Dynamic response of frame structures with shape memory alloy -magnetorheological fluid-based bracing system by nonlinear time-history analysis

Abstract

Bracing systems have been used for decades to enhance the structural integrity of the buildings against seismic loadings. Recently, studies have been conducted to explore the magnetorheological fluid (MRF) applications and the shape memory alloy (SMA) in bracing systems to improve their performance and functionality for structural stability under seismic loadings. In this study, SMA-based and MRF-based bracing systems are utilized to develop a new hybrid bracing system named the SMA-MRF-based bracing system.
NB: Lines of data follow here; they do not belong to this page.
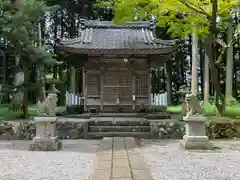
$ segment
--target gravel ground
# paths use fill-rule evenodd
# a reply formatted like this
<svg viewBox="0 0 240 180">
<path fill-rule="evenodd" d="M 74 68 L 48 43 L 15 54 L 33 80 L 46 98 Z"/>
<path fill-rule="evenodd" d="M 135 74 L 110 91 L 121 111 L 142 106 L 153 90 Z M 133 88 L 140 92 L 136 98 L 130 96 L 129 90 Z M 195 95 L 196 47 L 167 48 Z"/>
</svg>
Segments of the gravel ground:
<svg viewBox="0 0 240 180">
<path fill-rule="evenodd" d="M 179 141 L 151 141 L 138 149 L 155 180 L 240 180 L 240 141 L 217 141 L 222 149 L 184 151 Z"/>
<path fill-rule="evenodd" d="M 65 140 L 55 152 L 28 151 L 31 141 L 0 141 L 1 180 L 88 180 L 98 141 Z"/>
</svg>

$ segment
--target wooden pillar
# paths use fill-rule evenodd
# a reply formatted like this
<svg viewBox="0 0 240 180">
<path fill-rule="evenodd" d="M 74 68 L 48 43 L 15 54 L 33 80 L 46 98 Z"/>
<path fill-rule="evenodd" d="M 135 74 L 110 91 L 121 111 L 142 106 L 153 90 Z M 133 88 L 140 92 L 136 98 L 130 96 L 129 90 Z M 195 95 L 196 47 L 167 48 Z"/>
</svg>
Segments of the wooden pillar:
<svg viewBox="0 0 240 180">
<path fill-rule="evenodd" d="M 87 89 L 87 80 L 88 80 L 88 77 L 87 77 L 87 69 L 86 67 L 84 66 L 83 68 L 83 95 L 84 95 L 84 111 L 87 111 L 87 100 L 88 100 L 88 89 Z"/>
<path fill-rule="evenodd" d="M 103 95 L 104 95 L 104 66 L 102 58 L 100 59 L 100 110 L 103 112 Z"/>
<path fill-rule="evenodd" d="M 131 62 L 132 68 L 132 110 L 136 110 L 136 73 L 133 66 L 133 61 Z"/>
<path fill-rule="evenodd" d="M 152 105 L 151 90 L 152 90 L 152 78 L 151 78 L 151 67 L 150 62 L 148 61 L 148 106 Z"/>
<path fill-rule="evenodd" d="M 74 66 L 70 67 L 70 73 L 71 73 L 71 92 L 76 92 L 76 69 Z"/>
</svg>

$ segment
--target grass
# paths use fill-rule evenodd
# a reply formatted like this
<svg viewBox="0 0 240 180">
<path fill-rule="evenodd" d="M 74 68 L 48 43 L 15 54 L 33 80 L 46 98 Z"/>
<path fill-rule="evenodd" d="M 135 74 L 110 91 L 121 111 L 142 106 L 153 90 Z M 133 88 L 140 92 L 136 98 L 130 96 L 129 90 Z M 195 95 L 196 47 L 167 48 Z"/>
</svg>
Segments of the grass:
<svg viewBox="0 0 240 180">
<path fill-rule="evenodd" d="M 0 104 L 0 120 L 14 120 L 14 119 L 22 119 L 23 112 L 18 111 L 14 112 L 9 110 L 9 104 Z M 58 107 L 57 112 L 61 112 L 64 110 L 64 107 Z M 28 107 L 29 116 L 36 116 L 37 115 L 37 106 L 36 105 L 29 105 Z"/>
<path fill-rule="evenodd" d="M 172 113 L 180 114 L 182 111 L 182 106 L 169 106 L 167 109 Z M 206 106 L 204 106 L 204 115 L 208 117 L 216 116 L 215 106 L 212 104 L 207 104 Z M 240 119 L 240 104 L 226 107 L 224 117 Z"/>
</svg>

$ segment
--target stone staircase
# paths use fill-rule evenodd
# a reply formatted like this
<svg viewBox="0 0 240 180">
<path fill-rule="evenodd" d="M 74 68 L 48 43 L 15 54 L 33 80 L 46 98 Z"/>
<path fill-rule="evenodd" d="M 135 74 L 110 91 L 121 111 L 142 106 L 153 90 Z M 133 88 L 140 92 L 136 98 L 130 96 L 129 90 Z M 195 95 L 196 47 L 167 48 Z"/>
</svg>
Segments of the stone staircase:
<svg viewBox="0 0 240 180">
<path fill-rule="evenodd" d="M 102 118 L 88 122 L 88 137 L 144 137 L 150 135 L 150 123 L 144 118 Z"/>
</svg>

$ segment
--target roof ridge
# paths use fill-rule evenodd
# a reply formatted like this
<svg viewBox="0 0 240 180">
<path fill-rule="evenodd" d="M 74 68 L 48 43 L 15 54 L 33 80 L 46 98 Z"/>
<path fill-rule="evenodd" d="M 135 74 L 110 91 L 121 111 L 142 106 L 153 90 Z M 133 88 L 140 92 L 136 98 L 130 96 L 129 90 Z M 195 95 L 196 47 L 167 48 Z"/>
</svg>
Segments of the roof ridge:
<svg viewBox="0 0 240 180">
<path fill-rule="evenodd" d="M 113 29 L 154 29 L 155 21 L 127 21 L 123 24 L 115 24 L 114 21 L 86 20 L 81 19 L 82 28 L 113 28 Z"/>
</svg>

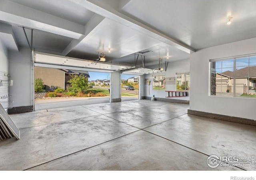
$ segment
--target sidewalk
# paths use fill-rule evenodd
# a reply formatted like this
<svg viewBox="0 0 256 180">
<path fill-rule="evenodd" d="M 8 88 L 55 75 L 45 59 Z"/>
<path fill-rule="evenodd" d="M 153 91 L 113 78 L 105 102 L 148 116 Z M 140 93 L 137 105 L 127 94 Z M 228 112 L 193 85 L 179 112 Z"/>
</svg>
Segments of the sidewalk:
<svg viewBox="0 0 256 180">
<path fill-rule="evenodd" d="M 36 100 L 35 110 L 110 102 L 109 96 Z M 138 100 L 138 97 L 122 97 L 122 101 Z"/>
</svg>

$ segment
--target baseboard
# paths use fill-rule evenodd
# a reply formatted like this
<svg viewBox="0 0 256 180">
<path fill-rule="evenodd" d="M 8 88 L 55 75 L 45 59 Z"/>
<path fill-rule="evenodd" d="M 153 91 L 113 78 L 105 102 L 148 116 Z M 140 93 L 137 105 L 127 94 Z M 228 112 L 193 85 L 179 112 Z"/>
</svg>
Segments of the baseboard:
<svg viewBox="0 0 256 180">
<path fill-rule="evenodd" d="M 214 118 L 214 119 L 217 119 L 226 121 L 256 126 L 256 121 L 252 119 L 238 118 L 237 117 L 230 116 L 214 113 L 210 113 L 209 112 L 202 112 L 201 111 L 191 110 L 190 109 L 188 110 L 188 114 L 199 116 L 200 116 Z"/>
<path fill-rule="evenodd" d="M 29 112 L 33 111 L 33 106 L 14 107 L 11 109 L 8 109 L 8 113 L 11 114 Z"/>
<path fill-rule="evenodd" d="M 146 99 L 147 100 L 151 100 L 151 97 L 142 96 L 141 99 Z M 189 101 L 188 100 L 182 100 L 177 99 L 173 99 L 170 98 L 161 98 L 155 97 L 155 100 L 164 101 L 169 102 L 178 102 L 179 103 L 189 104 Z"/>
<path fill-rule="evenodd" d="M 117 98 L 116 99 L 112 99 L 111 102 L 121 102 L 121 99 L 120 98 Z"/>
</svg>

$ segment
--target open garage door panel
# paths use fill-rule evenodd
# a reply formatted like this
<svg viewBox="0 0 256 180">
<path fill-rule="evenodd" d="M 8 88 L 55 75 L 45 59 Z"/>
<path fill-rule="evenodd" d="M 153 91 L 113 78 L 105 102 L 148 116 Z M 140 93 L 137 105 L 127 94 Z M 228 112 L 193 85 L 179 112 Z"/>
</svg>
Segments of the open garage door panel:
<svg viewBox="0 0 256 180">
<path fill-rule="evenodd" d="M 35 66 L 77 70 L 112 72 L 116 70 L 126 70 L 132 68 L 130 66 L 116 64 L 38 52 L 34 52 L 33 59 Z"/>
</svg>

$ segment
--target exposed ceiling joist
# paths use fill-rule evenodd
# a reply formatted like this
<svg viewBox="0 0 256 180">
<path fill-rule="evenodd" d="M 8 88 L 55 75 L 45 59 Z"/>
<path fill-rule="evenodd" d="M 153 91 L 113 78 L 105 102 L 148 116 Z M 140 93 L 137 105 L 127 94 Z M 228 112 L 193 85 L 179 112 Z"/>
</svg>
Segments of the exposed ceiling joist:
<svg viewBox="0 0 256 180">
<path fill-rule="evenodd" d="M 111 19 L 122 25 L 149 36 L 182 51 L 190 54 L 195 50 L 186 44 L 170 38 L 145 24 L 137 21 L 117 11 L 107 3 L 94 0 L 69 0 L 93 12 Z"/>
</svg>

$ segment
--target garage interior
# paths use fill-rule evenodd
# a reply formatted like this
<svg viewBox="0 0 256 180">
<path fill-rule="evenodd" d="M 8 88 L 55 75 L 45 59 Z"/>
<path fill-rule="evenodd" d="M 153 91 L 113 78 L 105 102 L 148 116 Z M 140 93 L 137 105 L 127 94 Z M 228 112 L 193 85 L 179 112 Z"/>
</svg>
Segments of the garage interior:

This hybrid system portraits the advantages of both systems. It is a state-of-art bracing system with controllable recovery ability and tunable energy dissipation capacity. To study its effect on the buildings' performance, a numerical model of a two-story frame is developed by the Open System for Earthquake Engineering Simulation (OpenSees) software. Then, nonlinear time-history analysis is performed to compare the modeled frame's results with and without the SMA-based, the MRF-based, and the SMA-MRF-based bracing systems under three simulated ground motion profiles. The comparison between drifts of all frames shows that using the SMA-MRF-based bracing system reduces the drift ratio by 50% and up to 85% compared to the structure without bracing.